Transformer Boilerplate Generator

As of now, the Open Data Hub does not offer a wide collection of pre-configured "Transformer Blueprints" in the same way as some Data Collectors. Instead, we provide a boilerplate generator that sets up a minimal, ready-to-extend Go-based transformer service. This allows you to quickly get started with a functional transformer and then customize its core transformation logic to fit your specific data requirements.

This boilerplate generator is a command-line script that automates the creation of the necessary project structure, Go module setup, and initial configuration files for a new transformer.

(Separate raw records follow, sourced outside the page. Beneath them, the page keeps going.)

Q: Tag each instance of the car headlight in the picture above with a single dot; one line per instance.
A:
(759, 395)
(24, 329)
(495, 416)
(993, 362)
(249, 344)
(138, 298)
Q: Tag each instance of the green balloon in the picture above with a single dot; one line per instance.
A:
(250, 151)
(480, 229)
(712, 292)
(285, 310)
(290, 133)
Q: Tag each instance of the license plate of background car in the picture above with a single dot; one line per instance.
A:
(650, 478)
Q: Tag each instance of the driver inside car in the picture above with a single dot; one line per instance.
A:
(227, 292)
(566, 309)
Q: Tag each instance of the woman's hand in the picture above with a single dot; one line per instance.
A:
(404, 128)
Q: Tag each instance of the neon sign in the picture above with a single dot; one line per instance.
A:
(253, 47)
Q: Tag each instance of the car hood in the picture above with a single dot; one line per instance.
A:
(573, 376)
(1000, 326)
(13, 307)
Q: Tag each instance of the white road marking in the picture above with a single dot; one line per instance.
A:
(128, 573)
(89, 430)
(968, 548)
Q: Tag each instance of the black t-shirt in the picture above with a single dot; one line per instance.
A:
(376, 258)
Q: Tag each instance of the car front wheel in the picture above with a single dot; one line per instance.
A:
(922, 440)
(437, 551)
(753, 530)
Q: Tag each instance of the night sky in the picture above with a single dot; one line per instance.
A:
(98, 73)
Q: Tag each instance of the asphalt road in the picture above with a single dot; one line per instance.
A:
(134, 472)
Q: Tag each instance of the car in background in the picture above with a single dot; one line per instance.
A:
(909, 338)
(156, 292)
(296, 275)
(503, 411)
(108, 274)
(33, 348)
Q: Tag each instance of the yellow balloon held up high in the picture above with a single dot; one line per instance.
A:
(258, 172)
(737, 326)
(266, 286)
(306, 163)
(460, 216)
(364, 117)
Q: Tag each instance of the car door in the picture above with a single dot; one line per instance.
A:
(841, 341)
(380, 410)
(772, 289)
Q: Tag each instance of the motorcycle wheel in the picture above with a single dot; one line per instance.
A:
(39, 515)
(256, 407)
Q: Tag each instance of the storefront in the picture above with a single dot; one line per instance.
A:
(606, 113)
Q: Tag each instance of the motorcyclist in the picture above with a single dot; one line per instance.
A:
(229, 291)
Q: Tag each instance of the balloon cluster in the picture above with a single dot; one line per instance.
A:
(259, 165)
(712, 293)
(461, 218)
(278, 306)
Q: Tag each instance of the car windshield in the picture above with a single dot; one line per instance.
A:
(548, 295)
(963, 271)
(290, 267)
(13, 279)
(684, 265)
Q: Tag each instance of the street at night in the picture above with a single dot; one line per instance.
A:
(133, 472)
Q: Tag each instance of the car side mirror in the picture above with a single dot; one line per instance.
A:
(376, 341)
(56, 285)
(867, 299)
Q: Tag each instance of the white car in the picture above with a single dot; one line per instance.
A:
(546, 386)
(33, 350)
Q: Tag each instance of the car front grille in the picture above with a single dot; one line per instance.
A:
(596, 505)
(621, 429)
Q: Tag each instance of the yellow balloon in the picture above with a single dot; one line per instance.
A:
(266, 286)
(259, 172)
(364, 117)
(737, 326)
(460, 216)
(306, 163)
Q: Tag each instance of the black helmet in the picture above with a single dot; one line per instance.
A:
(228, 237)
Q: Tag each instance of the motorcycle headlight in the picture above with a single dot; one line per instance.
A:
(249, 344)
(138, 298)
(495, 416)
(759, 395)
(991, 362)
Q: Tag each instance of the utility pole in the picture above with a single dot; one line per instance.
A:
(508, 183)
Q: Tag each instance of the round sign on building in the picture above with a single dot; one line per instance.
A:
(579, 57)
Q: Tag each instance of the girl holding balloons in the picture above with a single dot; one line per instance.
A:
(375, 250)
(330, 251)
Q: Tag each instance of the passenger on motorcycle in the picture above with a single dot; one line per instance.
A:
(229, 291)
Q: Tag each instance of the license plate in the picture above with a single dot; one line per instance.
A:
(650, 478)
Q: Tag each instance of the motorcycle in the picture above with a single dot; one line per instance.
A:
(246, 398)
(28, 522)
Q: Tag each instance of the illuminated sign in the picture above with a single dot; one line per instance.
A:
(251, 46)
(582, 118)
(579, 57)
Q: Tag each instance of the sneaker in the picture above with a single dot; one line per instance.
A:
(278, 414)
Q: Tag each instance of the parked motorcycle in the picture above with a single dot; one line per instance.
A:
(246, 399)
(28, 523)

Location of the Boilerplate Generator

The boilerplate generator script is located within the opendatahub-collectors monorepo at:

https://github.com/noi-techpark/opendatahub-collectors/tree/main/transformers/boilerplate

How to Use the Boilerplate Generator

To create a new transformer using the boilerplate, follow these steps:

  1. Clone the opendatahub-collectors Repository: If you haven't already, clone the monorepo to your local machine:

    git clone https://github.com/noi-techpark/opendatahub-collectors.git
    cd opendatahub-collectors
  2. Navigate to the Boilerplate Directory: Change your current directory to where the setup_go.sh script is located:

    cd transformers/boilerplate
  3. Run the Setup Script: Execute the setup_go.sh script. The script will prompt you for several pieces of information to customize your new transformer.

    ./setup_go.sh

    You will be asked for the following:

    • Project name: This will be the name of your transformer's root folder, used in CI/CD pipelines, and as part of its Kubernetes service name.
      • Example: parking-valgardena
    • First part of provider tuple: This is the first segment of the PROVIDER environment variable that your transformer will use. It typically identifies the data source category or the collector.
      • Example: parking-offstreet
    • Second part of provider tuple: This is the second segment of the PROVIDER environment variable, often identifying the specific data source or sub-category.
      • Example: skidata
    • Origin: This identifies the original source or lineage of the data. It's used in the BDP provenance.
      • Example: valgardena

    After providing the details, the script will ask for confirmation. Type y (or Y) and press Enter to proceed.

    Example Interaction:

    This wizard will set up the boilerplate for a new golang transformer
    Project name. This will determine root folder, cicd and k8s service e.g. 'parking-valgardena': my-new-transformer
    First part of provider tuple: my-data-source
    Second part of provider tuple: my-dataset
    Origin: my-organization
    Are you sure these are correct (y/n)? y
    ok, proceeding...
    All setup!

Next Steps After Generation

After the boilerplate is set up, you will have a functional, albeit minimal, transformer. Your primary task will be to:

  1. Implement Transformation Logic: Modify the src/main.go and potentially src/dto.go files in your new transformer's directory to implement the specific data parsing, validation, and mapping logic required to convert your raw data into the Open Data Hub's BDP format.
  2. Configure Environment Variables: Populate the .env.example file with actual credentials and specific configurations for your local development. For deployment, ensure your Helm values (e.g., in infrastructure/helm/<ORIGIN>.yaml) are correctly configured, especially for sensitive data using Kubernetes secrets.
  3. Test Your Transformer: Utilize the testing patterns (e.g., main_test.go with bdpmock) to ensure your transformation logic is correct and robust.
  4. Deploy: Use the generated Dockerfile and Helm charts to build and deploy your transformer to your development, testing, and production environments.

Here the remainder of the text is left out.